“Oh, very well,” said One, and he waved his arms in disgust. He waved his arms about his head in everything. “To go into the Civil Service is not to achieve peace, it is to die. Go to Rex and tell him I say you are to be placed.”

“I come from Rex to ask you to place me,” I said.

“Well, go back to him and say that it is all right, and I will see him about it. Good-morning, good-bye, and good luck,” he said, in a tone which indicated that he would have been delighted to add, “go to hell,” or something like it.

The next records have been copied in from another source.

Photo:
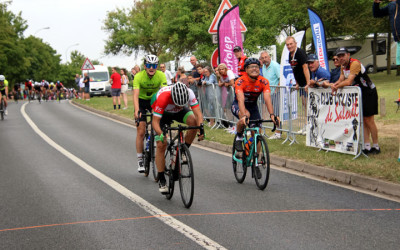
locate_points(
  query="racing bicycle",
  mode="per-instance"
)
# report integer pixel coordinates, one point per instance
(149, 149)
(255, 155)
(179, 164)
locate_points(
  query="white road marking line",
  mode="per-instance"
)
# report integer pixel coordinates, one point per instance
(184, 229)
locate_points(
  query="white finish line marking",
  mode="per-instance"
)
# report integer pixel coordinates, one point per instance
(187, 231)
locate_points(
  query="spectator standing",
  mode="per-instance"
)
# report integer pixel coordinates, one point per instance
(196, 75)
(115, 80)
(86, 81)
(271, 70)
(124, 87)
(391, 10)
(77, 80)
(167, 73)
(81, 89)
(318, 74)
(335, 73)
(353, 73)
(298, 62)
(241, 58)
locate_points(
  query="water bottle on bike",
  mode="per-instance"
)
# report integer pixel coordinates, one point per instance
(248, 145)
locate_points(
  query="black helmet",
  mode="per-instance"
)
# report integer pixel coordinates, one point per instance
(251, 60)
(180, 94)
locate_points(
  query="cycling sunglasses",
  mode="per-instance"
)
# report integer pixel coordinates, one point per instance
(151, 65)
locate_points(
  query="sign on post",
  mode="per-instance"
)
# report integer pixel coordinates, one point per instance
(87, 65)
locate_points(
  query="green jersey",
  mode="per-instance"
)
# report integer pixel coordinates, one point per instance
(149, 86)
(3, 85)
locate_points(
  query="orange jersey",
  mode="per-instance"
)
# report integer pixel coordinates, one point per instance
(251, 90)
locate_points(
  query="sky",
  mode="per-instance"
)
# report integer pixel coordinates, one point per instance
(73, 22)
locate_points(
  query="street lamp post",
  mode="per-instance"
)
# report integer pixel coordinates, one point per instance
(66, 51)
(45, 28)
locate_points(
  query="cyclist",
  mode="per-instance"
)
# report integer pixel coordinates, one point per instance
(146, 83)
(4, 92)
(171, 103)
(38, 89)
(247, 89)
(60, 88)
(28, 88)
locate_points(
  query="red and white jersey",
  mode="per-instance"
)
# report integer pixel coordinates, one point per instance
(163, 102)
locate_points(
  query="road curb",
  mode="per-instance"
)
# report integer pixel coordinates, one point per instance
(352, 179)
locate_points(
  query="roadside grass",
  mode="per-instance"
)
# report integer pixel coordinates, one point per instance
(383, 166)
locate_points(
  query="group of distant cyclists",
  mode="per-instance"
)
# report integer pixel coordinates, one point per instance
(34, 90)
(178, 103)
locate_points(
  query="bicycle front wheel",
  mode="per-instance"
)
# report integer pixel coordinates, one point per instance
(238, 163)
(186, 180)
(169, 162)
(261, 163)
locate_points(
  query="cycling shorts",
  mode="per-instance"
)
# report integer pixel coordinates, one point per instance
(167, 117)
(253, 110)
(144, 106)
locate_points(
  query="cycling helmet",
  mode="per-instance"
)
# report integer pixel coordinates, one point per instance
(180, 94)
(251, 60)
(151, 59)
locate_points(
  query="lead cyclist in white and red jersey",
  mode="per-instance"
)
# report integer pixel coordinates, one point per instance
(170, 104)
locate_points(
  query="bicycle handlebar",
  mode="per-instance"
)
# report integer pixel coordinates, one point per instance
(262, 120)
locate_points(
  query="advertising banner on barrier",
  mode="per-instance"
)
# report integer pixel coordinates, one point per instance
(287, 80)
(317, 27)
(229, 36)
(333, 121)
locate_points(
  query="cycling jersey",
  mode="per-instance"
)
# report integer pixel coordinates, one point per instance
(3, 84)
(251, 90)
(162, 102)
(241, 69)
(149, 86)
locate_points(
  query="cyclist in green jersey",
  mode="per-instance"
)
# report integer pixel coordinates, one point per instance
(4, 92)
(146, 83)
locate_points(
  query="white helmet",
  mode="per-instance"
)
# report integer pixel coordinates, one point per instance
(180, 94)
(151, 59)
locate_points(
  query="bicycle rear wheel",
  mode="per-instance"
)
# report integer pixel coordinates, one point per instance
(239, 168)
(186, 179)
(261, 163)
(169, 161)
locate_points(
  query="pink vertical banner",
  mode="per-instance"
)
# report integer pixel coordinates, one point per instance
(229, 36)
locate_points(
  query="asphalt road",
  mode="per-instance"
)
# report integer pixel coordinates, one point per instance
(82, 191)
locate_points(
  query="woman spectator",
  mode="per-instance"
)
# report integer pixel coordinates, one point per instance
(124, 87)
(182, 76)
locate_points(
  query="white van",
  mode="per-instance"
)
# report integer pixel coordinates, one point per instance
(99, 81)
(362, 51)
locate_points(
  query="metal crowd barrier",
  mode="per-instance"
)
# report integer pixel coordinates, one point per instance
(289, 104)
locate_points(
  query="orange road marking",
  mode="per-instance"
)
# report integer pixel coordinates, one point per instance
(201, 214)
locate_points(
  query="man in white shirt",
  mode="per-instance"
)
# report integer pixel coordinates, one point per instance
(167, 73)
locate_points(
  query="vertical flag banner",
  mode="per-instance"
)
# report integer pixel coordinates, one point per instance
(229, 36)
(287, 80)
(318, 31)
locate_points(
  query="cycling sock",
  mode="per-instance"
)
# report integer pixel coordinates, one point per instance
(161, 176)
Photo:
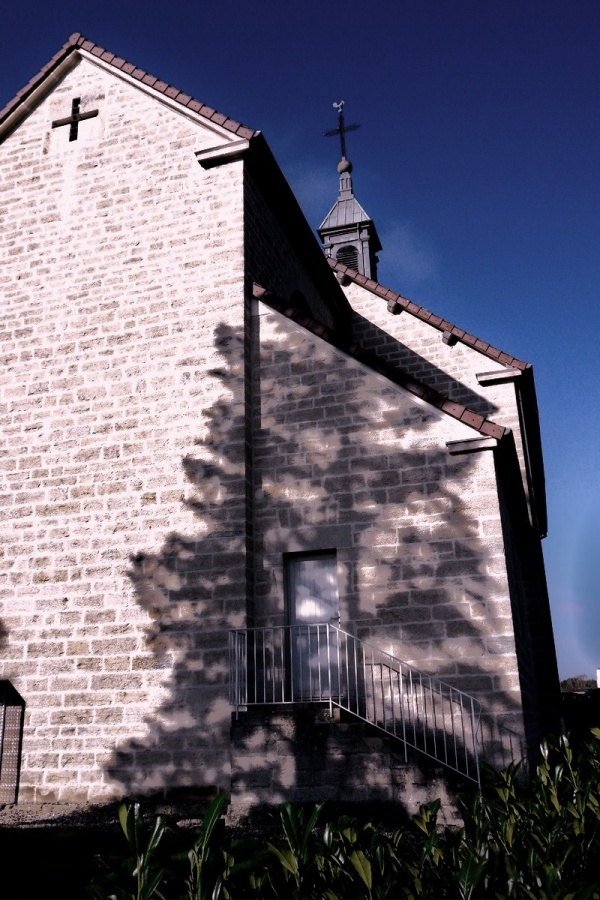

I went immediately to Rex, who pitied me as one of the many kinds of jackasses who fail to take advantage of the great opportunities offering to ride on the other fellow’s back. I gave him Minister One’s message, and said things to him relative to my wishes, hopes, desires and condition. He looked at me sorrowfully.

I was a large, bare-faced man with long hair; neither ordinary or commonplace to look upon. To wear my hair a little long is my taste and Muriel’s. Rex wore his hair cropped like a pork butcher and the beard upon his face trimmed to a pattern. “Chacun à son goût.” He was like a great many other people in thinking that matters of taste are matters of fact, and that style and gait not of this or that type must necessarily be bad taste.

“John,” he said, “get your hair cut, and you shall have the position you desire.”

“Consider it cut,” I said. “If thy hair offend thy protector, cut if off; it will grow again.” And we both laughed.

We were both mere boys under forty. It flattered him to be referred to as my protector. Not only in the matter of hair did we disagree. We looked with different eyes on all subjects; yet we were friends, and I had his sympathy and help, which he gave me as if I were his brother.

I had what used to be considered as claims upon a position in the Civil Service, to wit:

Item: I had worked for the Minister of Ways and Means.